You don't find women staying overnight in general post surgical wards to help their husbands or sons or boyfriends reach stuff or get to the loo. Why are women who have had major abdominal surgery expected to rely on completely unqualified people for nursing care?

Because there's also a helpless newborn involved which obviously isn't the case for any other major surgery and a lot of it is making sure that the baby can be passed to mum to be fed, dad can do nappy changes etc.

Suchagroovyguy · 17/02/2024 22:03

I don’t think they should be allowed to stay. Women at their most vulnerable should not have to have their space invaded by strange men, many of whom do not seem to know how to behave.

I don’t know anyone that’s had positive encounters with other women’s men in postnatal wards: farting, watching phones loudly, ordering revolting takeaway, talking loudly on the phone, invading women’s space by moving chairs to move curtains, shouting at their partners, shouting at staff, snoring, refusing to help with the babies, staring at women who have to have their curtains open, staring at bleeding, sore, uncomfortable, shellshocked women as they try and try to establish breastfeeding, using the women’s bathroom facilities and pissing on the floor or leaving the seat up, walking around in their pants, talking loudly, and worst of all, abusing their partner, criticising her body, criticising her care of the baby and nagging her for a blow job.

We need more staff, more midwives, more doctors and more HCAs. Ain’t gonna happen with the tories in power though.
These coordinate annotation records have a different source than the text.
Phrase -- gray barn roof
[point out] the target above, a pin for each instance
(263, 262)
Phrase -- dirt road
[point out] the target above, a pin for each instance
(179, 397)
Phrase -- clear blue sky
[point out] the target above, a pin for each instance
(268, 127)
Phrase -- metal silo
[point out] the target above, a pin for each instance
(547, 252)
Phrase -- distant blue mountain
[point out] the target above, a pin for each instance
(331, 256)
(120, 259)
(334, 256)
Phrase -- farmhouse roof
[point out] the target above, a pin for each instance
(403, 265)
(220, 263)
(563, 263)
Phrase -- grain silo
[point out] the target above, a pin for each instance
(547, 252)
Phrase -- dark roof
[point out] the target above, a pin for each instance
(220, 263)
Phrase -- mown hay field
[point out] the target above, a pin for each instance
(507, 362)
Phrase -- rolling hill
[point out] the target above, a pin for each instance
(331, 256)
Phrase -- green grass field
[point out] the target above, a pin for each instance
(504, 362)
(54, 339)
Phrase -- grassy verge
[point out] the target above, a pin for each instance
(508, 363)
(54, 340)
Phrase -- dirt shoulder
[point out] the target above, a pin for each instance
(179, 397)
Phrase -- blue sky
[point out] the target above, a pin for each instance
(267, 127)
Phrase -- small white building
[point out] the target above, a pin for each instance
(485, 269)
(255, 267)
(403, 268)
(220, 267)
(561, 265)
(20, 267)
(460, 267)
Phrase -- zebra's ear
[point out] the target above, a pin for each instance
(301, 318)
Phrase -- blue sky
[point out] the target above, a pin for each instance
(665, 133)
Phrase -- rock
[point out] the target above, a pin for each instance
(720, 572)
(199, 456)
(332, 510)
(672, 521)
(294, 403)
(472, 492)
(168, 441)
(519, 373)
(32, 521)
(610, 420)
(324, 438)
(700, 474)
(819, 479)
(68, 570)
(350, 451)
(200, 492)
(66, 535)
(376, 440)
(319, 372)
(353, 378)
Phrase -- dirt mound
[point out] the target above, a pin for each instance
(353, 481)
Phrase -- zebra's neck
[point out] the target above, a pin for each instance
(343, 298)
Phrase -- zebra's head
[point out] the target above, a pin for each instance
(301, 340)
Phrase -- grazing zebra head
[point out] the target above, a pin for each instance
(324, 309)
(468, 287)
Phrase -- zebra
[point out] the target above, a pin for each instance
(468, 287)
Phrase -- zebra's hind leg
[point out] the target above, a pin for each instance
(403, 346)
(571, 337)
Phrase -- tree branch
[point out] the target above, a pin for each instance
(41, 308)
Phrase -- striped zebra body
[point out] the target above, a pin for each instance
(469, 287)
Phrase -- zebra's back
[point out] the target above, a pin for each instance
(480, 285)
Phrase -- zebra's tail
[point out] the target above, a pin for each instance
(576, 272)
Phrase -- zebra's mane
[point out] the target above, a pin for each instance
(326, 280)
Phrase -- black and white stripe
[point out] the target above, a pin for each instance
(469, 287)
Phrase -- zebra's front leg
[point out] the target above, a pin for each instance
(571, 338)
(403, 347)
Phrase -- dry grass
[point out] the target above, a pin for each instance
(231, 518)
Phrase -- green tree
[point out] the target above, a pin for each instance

10ThousandSpoons · 17/02/2024 22:04

OCDmama · 17/02/2024 22:02

I see both sides.

I was really damaged by not having my husband with me in 2020 with my first. I ended up walking off the ward and my OCD became bad enough I needed a lot of psychiatric intervention.

On the post natal ward I had no support from nurses and midwives, absolutely nothing. I became more and more distressed, my milk stopped with the stress. I needed him there.

My case was extremely similar. I do hope you are doing OK.

strawberryswizzler · 17/02/2024 22:04

JustJessi · 17/02/2024 22:01

So only the super wealthy get safe post maternal services? It’s £10k to have a private CS.

if your maternal care is only safe if an unqualified person is the person you’re relying on to stay safe, then yes i’d advise 10k is worth the investment

OP posts:
JaneAustensHeroine · 17/02/2024 22:05

It would be great if women could choose whether they are in a ward which allows partners or not. Like previous posters have said though, while one woman might want their partner there, no-one else on that ward does. On balance, a maternity ward is not a place for men to be staying / sleeping.